Отче поцеловал мне ручку на прощание (жест явно был спровоцирован присутствием Сергея, за Валькой отроду такой галантности не водилось, во всяком случае по отношению ко мне) и сказал проникновенно.

— Прости меня, прелестное дитя, я тебе потом дорасскажу, заодно и рассчитаемся, не правда ли? Не страдай, наша разлука ненадолго.

Загоревшийся пламенной дружбой Сережа вызвался довезти Валентина до вокзала. Они отбыли, а мне хватило работы до ночи: мыть, чистить, прибирать.

Звонила Верочка из дому, звонила тётя Аня, явно неудовлетворенная объяснением, а я в процессе уборки всё мучилась сомнениями: в какой мере любимой подруге нужно знать правду, и нужно ли вообще?

К тому же Валентин не открыл самой главной тайны: зачем всё-таки бедняжку заперли в подвал и держали так долго? И кто, собственно, это сделал?

Ну, ладно, Виктор мерзкий двоеженец, но почему из того следует отсидка одной из жён в подвале и дальнейшие перипетии кровавой драмы? Может быть, первая жена Виктора посадила соперницу под замок? Но с какой целью?

Нет, явно не ко времени явился любимый человек Сережа и сбил Валентина с толку!
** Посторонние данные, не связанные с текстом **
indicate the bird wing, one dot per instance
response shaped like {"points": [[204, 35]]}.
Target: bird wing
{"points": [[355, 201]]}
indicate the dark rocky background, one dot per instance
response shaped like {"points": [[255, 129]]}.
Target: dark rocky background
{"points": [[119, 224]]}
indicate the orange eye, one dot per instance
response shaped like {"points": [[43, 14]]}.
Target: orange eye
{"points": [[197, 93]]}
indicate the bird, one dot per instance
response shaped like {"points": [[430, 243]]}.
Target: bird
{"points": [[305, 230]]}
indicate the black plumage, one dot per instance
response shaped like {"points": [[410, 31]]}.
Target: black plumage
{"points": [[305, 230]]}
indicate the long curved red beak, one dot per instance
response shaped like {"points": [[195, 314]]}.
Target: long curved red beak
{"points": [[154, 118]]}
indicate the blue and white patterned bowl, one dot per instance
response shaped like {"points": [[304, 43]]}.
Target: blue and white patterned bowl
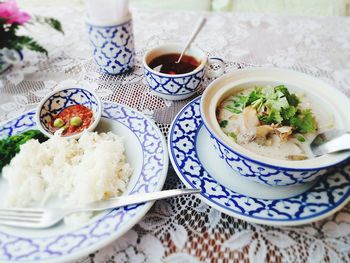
{"points": [[259, 168], [62, 97], [174, 87], [113, 46]]}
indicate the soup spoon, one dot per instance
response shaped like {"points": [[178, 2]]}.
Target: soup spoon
{"points": [[330, 141], [195, 32]]}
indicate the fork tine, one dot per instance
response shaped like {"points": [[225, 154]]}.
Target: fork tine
{"points": [[20, 213], [20, 209], [21, 223], [19, 219]]}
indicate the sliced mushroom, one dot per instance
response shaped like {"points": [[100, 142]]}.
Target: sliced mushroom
{"points": [[284, 132], [296, 157], [262, 135], [250, 118]]}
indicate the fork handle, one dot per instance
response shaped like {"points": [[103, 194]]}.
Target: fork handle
{"points": [[133, 199]]}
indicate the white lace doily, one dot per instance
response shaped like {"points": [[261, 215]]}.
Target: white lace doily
{"points": [[184, 229]]}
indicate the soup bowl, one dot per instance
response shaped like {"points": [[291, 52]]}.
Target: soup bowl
{"points": [[179, 86], [267, 170], [63, 97]]}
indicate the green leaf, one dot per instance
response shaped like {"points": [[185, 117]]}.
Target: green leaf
{"points": [[273, 118], [300, 138], [54, 23], [28, 42], [223, 123], [287, 113], [292, 99], [304, 121], [11, 145]]}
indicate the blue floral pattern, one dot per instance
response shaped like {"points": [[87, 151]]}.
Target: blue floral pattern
{"points": [[175, 86], [109, 226], [325, 196], [113, 47], [262, 173]]}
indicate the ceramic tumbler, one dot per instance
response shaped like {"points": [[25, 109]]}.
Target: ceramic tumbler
{"points": [[113, 46]]}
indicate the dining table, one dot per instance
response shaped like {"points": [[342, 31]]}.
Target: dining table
{"points": [[186, 229]]}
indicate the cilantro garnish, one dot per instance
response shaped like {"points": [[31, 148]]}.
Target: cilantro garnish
{"points": [[276, 105], [223, 123], [300, 138]]}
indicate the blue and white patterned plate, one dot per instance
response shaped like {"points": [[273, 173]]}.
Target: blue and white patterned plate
{"points": [[198, 166], [146, 152]]}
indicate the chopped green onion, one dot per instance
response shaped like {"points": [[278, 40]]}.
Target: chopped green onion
{"points": [[76, 121], [58, 123]]}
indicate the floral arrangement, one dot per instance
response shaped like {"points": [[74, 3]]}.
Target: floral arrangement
{"points": [[11, 19]]}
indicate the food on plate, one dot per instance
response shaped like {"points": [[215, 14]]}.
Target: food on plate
{"points": [[73, 119], [11, 145], [270, 121], [77, 172]]}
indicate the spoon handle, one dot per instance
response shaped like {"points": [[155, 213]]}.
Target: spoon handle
{"points": [[195, 32], [340, 143]]}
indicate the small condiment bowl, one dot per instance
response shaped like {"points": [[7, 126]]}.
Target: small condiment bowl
{"points": [[63, 97], [262, 169], [179, 86]]}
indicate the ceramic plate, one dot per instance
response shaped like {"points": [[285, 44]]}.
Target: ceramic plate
{"points": [[146, 152], [198, 166]]}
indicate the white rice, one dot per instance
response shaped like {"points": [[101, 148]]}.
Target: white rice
{"points": [[77, 172]]}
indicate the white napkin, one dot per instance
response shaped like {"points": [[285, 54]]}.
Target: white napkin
{"points": [[107, 12]]}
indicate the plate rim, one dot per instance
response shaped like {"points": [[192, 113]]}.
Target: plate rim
{"points": [[233, 214], [140, 214]]}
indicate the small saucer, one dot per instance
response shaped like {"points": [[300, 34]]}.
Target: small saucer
{"points": [[198, 166]]}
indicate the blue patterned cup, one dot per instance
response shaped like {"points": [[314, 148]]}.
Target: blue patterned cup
{"points": [[180, 86], [113, 46]]}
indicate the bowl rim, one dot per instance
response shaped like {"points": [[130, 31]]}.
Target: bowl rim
{"points": [[305, 165], [199, 68], [59, 88]]}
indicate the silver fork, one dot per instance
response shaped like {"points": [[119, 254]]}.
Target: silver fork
{"points": [[42, 218]]}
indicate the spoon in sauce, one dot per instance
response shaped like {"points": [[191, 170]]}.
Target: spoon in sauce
{"points": [[195, 32], [330, 141]]}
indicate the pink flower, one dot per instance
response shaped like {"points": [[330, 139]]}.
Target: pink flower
{"points": [[9, 11]]}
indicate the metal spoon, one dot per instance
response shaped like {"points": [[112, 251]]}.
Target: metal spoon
{"points": [[330, 141], [195, 32]]}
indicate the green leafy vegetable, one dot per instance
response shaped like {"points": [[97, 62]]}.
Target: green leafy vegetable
{"points": [[276, 105], [11, 145], [237, 104]]}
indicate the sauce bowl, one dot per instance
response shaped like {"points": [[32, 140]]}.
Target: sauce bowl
{"points": [[179, 86], [265, 170], [63, 97]]}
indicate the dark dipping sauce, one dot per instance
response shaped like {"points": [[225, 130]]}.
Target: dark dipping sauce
{"points": [[84, 114], [186, 64]]}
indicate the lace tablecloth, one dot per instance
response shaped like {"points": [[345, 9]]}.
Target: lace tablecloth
{"points": [[185, 229]]}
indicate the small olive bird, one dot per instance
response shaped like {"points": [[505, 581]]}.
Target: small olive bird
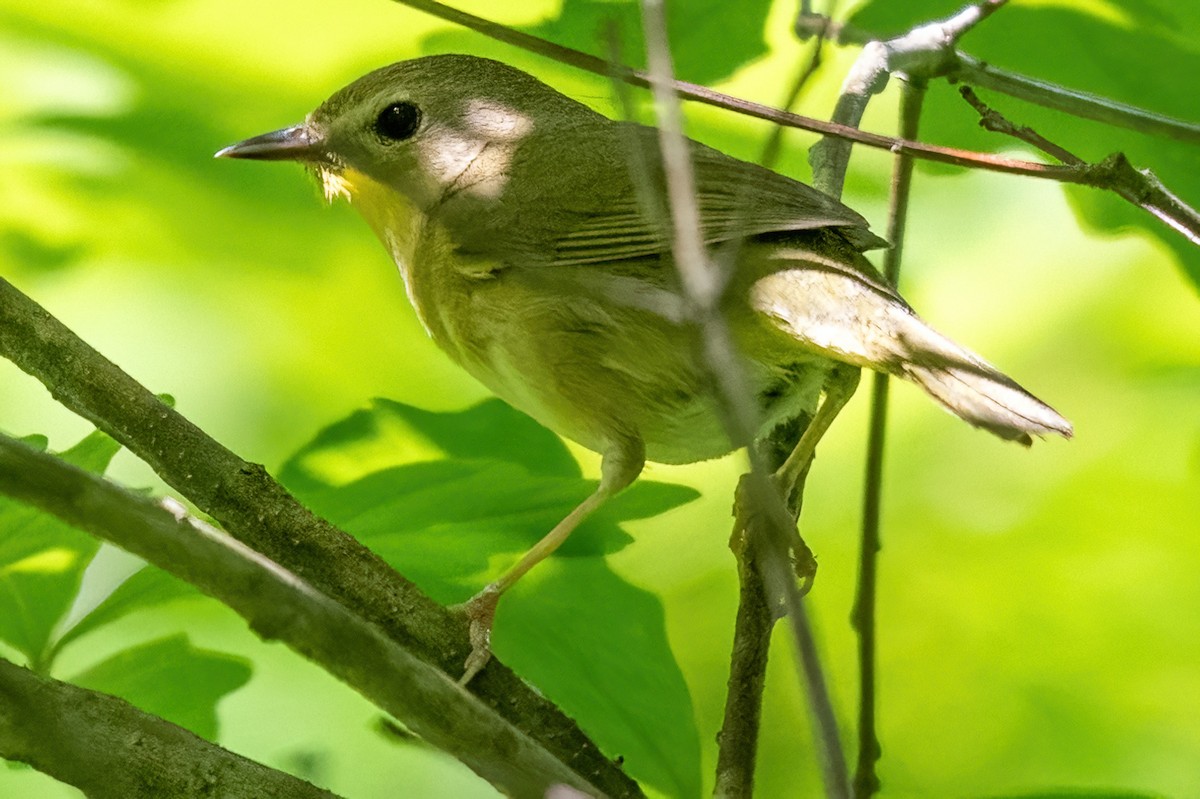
{"points": [[519, 221]]}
Без него я бы вытянула из Отче всю правду, даже если бы пришлось прогулять ещё день и влить в Вальку запасы винного магазина!

Наконец я завершила тяжкие праведные труды, квартира приняла более или менее пристойный вид, а я с чувством исполненного долга полезла под душ, намереваясь после него отбыть в объятия Морфея. Но не тут-то было…
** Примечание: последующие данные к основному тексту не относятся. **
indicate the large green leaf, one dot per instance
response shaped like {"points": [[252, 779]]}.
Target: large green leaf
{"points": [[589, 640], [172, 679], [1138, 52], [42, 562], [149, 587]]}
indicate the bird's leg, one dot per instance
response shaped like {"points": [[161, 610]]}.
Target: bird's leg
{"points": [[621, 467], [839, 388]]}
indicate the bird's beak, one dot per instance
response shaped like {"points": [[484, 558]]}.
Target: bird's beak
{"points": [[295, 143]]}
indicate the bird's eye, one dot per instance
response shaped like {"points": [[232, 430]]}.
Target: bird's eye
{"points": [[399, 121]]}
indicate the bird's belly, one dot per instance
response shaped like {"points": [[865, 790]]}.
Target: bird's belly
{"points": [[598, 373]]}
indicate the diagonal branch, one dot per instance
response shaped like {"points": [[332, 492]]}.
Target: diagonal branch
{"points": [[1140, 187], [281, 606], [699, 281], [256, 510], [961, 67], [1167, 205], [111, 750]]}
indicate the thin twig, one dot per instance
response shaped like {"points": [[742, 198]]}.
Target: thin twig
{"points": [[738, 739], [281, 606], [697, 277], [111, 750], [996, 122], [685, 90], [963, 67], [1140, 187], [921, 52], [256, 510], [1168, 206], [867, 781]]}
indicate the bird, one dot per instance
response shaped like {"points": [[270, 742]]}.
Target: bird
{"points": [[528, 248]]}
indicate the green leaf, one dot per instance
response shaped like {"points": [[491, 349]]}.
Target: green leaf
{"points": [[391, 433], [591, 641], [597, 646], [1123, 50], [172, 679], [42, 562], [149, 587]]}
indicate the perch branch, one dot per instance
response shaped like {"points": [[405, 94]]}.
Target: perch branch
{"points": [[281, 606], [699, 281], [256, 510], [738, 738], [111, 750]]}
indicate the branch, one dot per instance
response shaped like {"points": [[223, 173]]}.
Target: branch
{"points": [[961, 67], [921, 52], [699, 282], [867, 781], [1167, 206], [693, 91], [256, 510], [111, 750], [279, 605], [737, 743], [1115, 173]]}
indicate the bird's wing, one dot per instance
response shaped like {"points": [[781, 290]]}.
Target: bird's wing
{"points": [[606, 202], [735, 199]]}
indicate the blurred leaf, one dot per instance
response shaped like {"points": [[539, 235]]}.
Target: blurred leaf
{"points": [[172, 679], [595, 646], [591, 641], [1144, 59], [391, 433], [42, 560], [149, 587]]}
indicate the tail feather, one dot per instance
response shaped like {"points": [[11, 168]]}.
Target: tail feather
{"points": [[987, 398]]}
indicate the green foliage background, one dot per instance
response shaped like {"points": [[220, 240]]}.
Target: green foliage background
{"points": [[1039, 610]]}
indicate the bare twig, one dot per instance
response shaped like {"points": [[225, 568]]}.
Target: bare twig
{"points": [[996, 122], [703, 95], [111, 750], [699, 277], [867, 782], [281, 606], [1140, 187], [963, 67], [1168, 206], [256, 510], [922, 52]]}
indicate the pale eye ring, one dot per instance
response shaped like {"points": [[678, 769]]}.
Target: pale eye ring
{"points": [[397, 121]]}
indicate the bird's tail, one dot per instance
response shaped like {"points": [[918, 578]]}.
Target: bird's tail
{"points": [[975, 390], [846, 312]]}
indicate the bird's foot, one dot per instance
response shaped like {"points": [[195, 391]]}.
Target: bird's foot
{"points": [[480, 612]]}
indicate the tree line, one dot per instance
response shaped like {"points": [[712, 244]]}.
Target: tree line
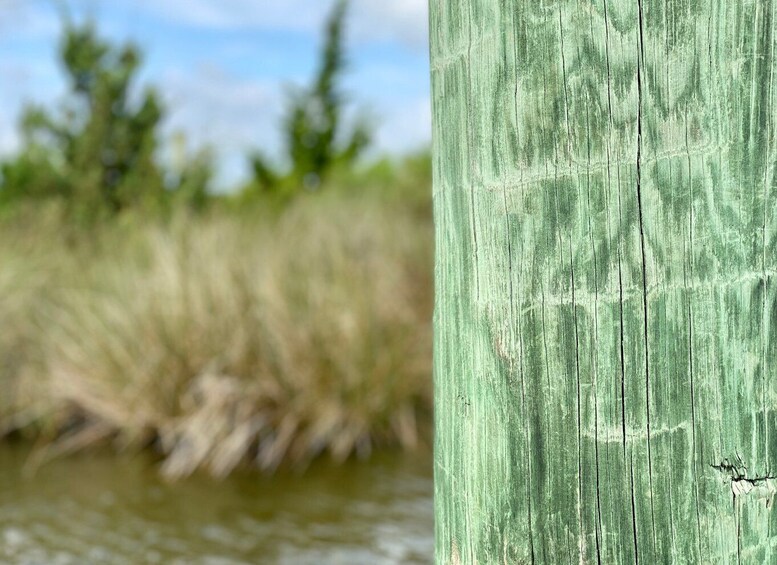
{"points": [[97, 154]]}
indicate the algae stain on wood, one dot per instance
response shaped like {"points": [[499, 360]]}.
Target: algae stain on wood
{"points": [[605, 191]]}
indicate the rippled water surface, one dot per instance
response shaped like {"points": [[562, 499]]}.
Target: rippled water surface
{"points": [[103, 509]]}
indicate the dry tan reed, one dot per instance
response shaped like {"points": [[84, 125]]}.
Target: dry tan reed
{"points": [[221, 341]]}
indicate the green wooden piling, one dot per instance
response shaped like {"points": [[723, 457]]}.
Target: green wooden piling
{"points": [[605, 352]]}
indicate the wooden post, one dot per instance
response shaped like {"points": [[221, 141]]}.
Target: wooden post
{"points": [[605, 350]]}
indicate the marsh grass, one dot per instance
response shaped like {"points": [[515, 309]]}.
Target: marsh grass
{"points": [[219, 341]]}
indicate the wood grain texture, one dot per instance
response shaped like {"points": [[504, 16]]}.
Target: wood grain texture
{"points": [[606, 308]]}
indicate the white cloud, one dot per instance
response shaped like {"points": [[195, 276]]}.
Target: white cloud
{"points": [[403, 21], [230, 115]]}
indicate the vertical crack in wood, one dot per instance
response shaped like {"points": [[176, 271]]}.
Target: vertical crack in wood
{"points": [[640, 66]]}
Прямо из-под прохладных струй меня вытащил Сергей. Понимаете ли, он посадил новоиспеченного друга на электричку и осознал, что в таком виде ехать домой опасно для жизни. Ко мне, конечно, не опасно.

Он ещё звонил от меня домой и многословно лгал Регине, что заехал к другу за город, там они немножко посидели, и не ехать же ему теперь по темноте. Слушая его бестолковое вранье, я проникалась сознанием преимущества своего незамужнего положения и сочувствием к Регине. Мне не надо делать вид, что я ему верю.

А Регина мне потом сообщит, что, знаешь, Родичев опять загулял, звонил неизвестно откуда посередь ночи, лыка не вязал, допрыгается как-нибудь, отберут у него права или что похуже.

Наутро мы, конечно, опять проспали, и на службу я явилась с опозданием, причем спонтанно угодила в самый эпицентр редсовета. С ходу пришлось ещё и выступать.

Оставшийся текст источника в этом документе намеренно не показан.